As the importance of computer literacy and typing skills continues to rise, skills like cursive writing are falling by the wayside. This article by Katie Hetter on CNN shows handwritten notes from teenage pop stars like Miley Cyrus and Justin Bieber and illustrates how the lack of emphasis on handwriting skills in schools today leads to bad handwriting later in life. Many celebrities under 30 years old are notorious for their illegible signatures and childlike printing. Experts say that bad handwriting is frustrating for readers and causes negative impressions to be formed about the writer. This could actually be a problem for teenagers who aren’t famous pop stars and are applying to colleges or searching for jobs.
In many states, individual school districts are now allowed to decide whether or not to teach elementary school children how to write in cursive.
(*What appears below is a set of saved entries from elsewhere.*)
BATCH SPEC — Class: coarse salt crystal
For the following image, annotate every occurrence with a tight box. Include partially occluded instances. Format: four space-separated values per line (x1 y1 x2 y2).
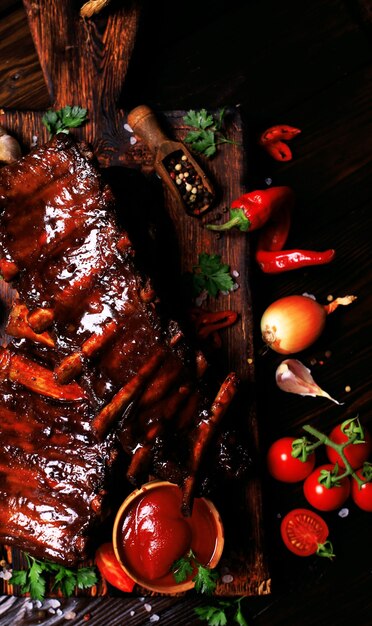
130 136 137 145
64 611 77 620
56 609 63 616
48 599 61 609
265 177 272 186
232 270 240 278
48 608 56 615
222 574 234 584
34 600 43 609
338 508 349 518
144 603 152 612
150 615 160 623
124 123 133 132
130 610 135 617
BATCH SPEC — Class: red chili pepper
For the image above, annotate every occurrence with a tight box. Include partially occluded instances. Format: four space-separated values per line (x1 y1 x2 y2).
255 200 336 273
190 308 238 347
255 248 336 274
206 186 295 233
259 124 301 162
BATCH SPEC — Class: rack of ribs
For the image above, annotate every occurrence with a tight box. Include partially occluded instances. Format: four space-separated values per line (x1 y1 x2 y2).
0 135 238 565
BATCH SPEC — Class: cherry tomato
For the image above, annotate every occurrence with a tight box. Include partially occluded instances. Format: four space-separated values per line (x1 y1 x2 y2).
280 508 329 556
351 469 372 512
303 464 351 511
95 542 135 593
326 424 371 469
267 437 316 482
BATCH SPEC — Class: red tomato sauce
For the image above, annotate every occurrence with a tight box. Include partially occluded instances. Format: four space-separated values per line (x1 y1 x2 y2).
118 484 219 585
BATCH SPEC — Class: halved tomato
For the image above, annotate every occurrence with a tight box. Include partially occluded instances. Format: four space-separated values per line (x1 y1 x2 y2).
280 508 329 557
95 542 135 593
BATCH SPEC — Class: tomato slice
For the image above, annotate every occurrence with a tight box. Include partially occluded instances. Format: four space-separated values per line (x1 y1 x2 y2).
95 542 135 593
280 508 329 557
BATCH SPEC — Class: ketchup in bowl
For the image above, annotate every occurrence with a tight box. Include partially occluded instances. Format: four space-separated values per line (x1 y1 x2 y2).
113 481 224 593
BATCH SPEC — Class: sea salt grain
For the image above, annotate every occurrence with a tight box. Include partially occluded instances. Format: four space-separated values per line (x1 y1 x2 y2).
130 136 137 145
222 574 234 584
150 615 160 622
130 610 135 617
65 611 77 620
338 508 349 518
265 177 272 185
124 123 133 133
47 599 61 609
144 603 152 612
232 270 240 278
For those who spent second, third and fourth grade struggling to form a capital Q, the elimination of cursive may seem like a gift to America’s children. Columnist D.L. Stewart writes: “Eventually all those classroom hours previously devoted to learning how to dot your i’s and cross your t’s can be replaced by more relevant lessons, such as how to convert U.S. dollars into Chinese yuan.”
Others lament the loss of cursive and the beauty that comes with an elegantly handwritten note. Certainly, cursive has played an important part in Western cultural history. John Hancock‘s giant signature just wouldn’t look the same on a word processed page. But today’s kids often focus more on speed and content as opposed to the presentation of information. Has the time come to leave fancy handwriting behind?